Armstrong Whitworth Universal Locomotive

A photograph of the locomotives taken in Argentina

The Ceylon Government Railways took started their steam locomotives to diesel locomotives transformation as early as 1934. The first diesel locomotive was imported to Ceylon for shunting purposes, which was never used for passenger hauling. A year later, Ceylon Government Railways decided to import diesel locomotives for passenger trains.

During the 1930s the Indian State Railways were also looking at testing diesel locomotives for possible use on some of their longer distance routes which ran through areas with little or no rainfall and extremes of temperature. This was shortly after the introduction of Armstrong Whitworth’s ‘Universal Locomotive’ (UL) and its successful trials.

From these talks, Armstrong Whitworth set about building two UL type locomotives designed for the Indian State Railways loading gauge.
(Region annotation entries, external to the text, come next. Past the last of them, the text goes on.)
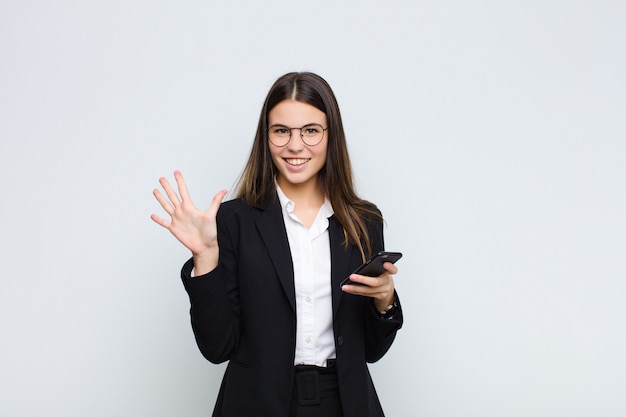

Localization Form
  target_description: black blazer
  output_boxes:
[182,197,402,417]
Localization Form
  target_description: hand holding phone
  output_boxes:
[340,252,402,286]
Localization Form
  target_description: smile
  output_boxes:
[285,158,311,166]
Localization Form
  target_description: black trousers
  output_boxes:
[289,359,343,417]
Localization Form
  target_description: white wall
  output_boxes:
[0,0,626,417]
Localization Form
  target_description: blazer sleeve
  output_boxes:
[364,208,404,362]
[181,201,241,363]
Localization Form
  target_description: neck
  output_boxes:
[277,176,325,208]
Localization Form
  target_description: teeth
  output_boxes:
[285,158,309,165]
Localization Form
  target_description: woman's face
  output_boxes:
[268,100,328,191]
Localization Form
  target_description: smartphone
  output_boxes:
[340,252,402,286]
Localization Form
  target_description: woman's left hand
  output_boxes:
[341,262,398,311]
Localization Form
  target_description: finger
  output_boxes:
[383,262,398,275]
[159,177,180,208]
[152,188,174,216]
[174,171,191,202]
[207,190,228,217]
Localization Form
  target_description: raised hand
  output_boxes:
[150,171,227,275]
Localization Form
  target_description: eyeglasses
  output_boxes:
[267,123,328,147]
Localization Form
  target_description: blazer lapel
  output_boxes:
[256,197,296,311]
[328,216,352,317]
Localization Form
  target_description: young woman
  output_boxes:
[152,73,402,417]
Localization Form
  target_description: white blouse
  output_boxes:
[276,184,336,366]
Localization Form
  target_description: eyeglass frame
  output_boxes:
[267,123,328,148]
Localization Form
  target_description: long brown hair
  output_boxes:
[237,72,381,259]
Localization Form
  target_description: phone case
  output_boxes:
[341,252,402,286]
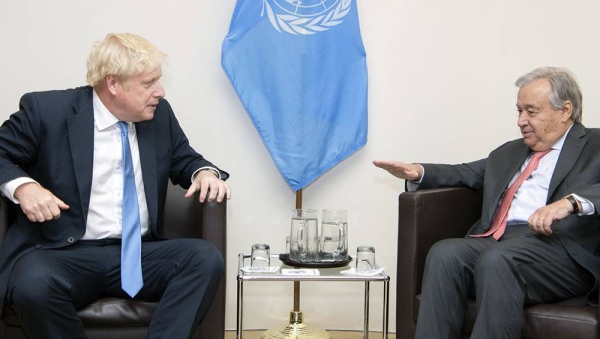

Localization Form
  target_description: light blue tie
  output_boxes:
[119,121,144,298]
Unfortunately, when the order was received it was for two (02) much more powerful locomotives, 1,200hp as against the UL of 880/800hp.
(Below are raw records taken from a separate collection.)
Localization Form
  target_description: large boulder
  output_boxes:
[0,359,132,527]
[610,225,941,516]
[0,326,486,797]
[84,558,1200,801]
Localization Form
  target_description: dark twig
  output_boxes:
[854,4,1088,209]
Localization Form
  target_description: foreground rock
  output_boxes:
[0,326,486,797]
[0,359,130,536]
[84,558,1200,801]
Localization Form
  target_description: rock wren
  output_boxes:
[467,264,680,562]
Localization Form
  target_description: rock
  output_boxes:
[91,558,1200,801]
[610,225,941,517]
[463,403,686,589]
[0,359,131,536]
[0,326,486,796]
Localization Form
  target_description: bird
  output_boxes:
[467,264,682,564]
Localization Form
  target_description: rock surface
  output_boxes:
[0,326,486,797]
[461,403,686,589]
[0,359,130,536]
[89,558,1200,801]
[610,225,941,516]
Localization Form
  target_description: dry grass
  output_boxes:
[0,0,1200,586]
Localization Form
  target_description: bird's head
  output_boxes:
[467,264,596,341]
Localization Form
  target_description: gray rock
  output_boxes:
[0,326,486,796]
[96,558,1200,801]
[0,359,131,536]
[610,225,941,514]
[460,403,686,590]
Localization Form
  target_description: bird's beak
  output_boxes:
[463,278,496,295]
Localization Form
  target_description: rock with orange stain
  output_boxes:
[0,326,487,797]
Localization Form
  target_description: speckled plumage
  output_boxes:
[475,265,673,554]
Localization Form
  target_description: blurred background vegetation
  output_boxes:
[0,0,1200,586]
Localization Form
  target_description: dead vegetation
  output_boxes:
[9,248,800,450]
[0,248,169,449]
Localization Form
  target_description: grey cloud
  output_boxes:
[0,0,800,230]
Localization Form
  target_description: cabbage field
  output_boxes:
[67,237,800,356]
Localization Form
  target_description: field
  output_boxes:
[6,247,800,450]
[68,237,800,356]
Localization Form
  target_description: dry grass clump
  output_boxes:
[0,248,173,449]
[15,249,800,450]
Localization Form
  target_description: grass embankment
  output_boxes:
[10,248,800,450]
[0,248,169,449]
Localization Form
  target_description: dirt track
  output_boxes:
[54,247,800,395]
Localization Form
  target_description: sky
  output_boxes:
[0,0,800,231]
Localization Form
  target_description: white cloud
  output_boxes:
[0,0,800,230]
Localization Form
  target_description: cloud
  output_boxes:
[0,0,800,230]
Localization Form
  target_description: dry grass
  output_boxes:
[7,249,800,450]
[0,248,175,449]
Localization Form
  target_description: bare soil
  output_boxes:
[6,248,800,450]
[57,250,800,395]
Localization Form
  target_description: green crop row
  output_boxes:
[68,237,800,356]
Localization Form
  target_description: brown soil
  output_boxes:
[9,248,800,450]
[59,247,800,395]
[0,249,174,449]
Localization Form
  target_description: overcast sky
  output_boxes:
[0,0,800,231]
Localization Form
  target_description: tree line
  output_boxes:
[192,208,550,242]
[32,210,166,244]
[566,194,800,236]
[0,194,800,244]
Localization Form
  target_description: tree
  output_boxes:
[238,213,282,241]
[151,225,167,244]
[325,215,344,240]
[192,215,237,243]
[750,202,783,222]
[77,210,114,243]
The two locomotives (D27 & D28) were completed in the hope of finding a buyer for them. They were very similar to the UL locomotive, powered by an Armstrong-Sulzer 8LD28 engine. They had been built as mixed traffic locomotives, with the ability to operate up to 1,000 miles before refuelling and in conditions of tropical humidity and shade temperatures up to 120F.

Technical Specifications

  • Weight in working order: 81 tons
  • Adhesion weight: 52.5 tons
  • Maximum axle load: 17.5 tons
  • Top speed: 70 mph
  • Minimum curve: 5 chains
  • Maximum tr-active effort: 28,500 lb
  • Length: 43 ft
  • Height: 13 ft 6 in
  • Width: 9 ft 10.75 in
  • Total wheelbase: 30 ft
  • Rigid wheelbase: 14 ft 3 in
  • Driving wheel diameter: 4 ft
  • Pony truck wheel diameter: 3 ft

After completion, a six-month trial was arranged for both diesel locomotives with the Ceylon Government Railways, with the pair arriving in Ceylon in February 1935. Here they were renumbered 800 (D27) and 801 (D28). Primarily the locomotives were used on the Colombo – Talaimannar route. The rosters featured runs of 2,009 miles in 102 hours or 2,432 miles in 118 hours. Operating costs were half that of the steam locomotives.

After just over two months in service one of the locomotives (D27) suffered a traction motor fault. It was moved to the workshop for attention but whilst being lifted a chain broke allowing the locomotive to fall and strike the floor. Although the damage sustained appeared superficial, it was later discovered that the alignment of the engine mounting had been compromised, which led to a crankshaft failure late in July 1935, with the locomotive taken out of service, never to run again in Ceylon.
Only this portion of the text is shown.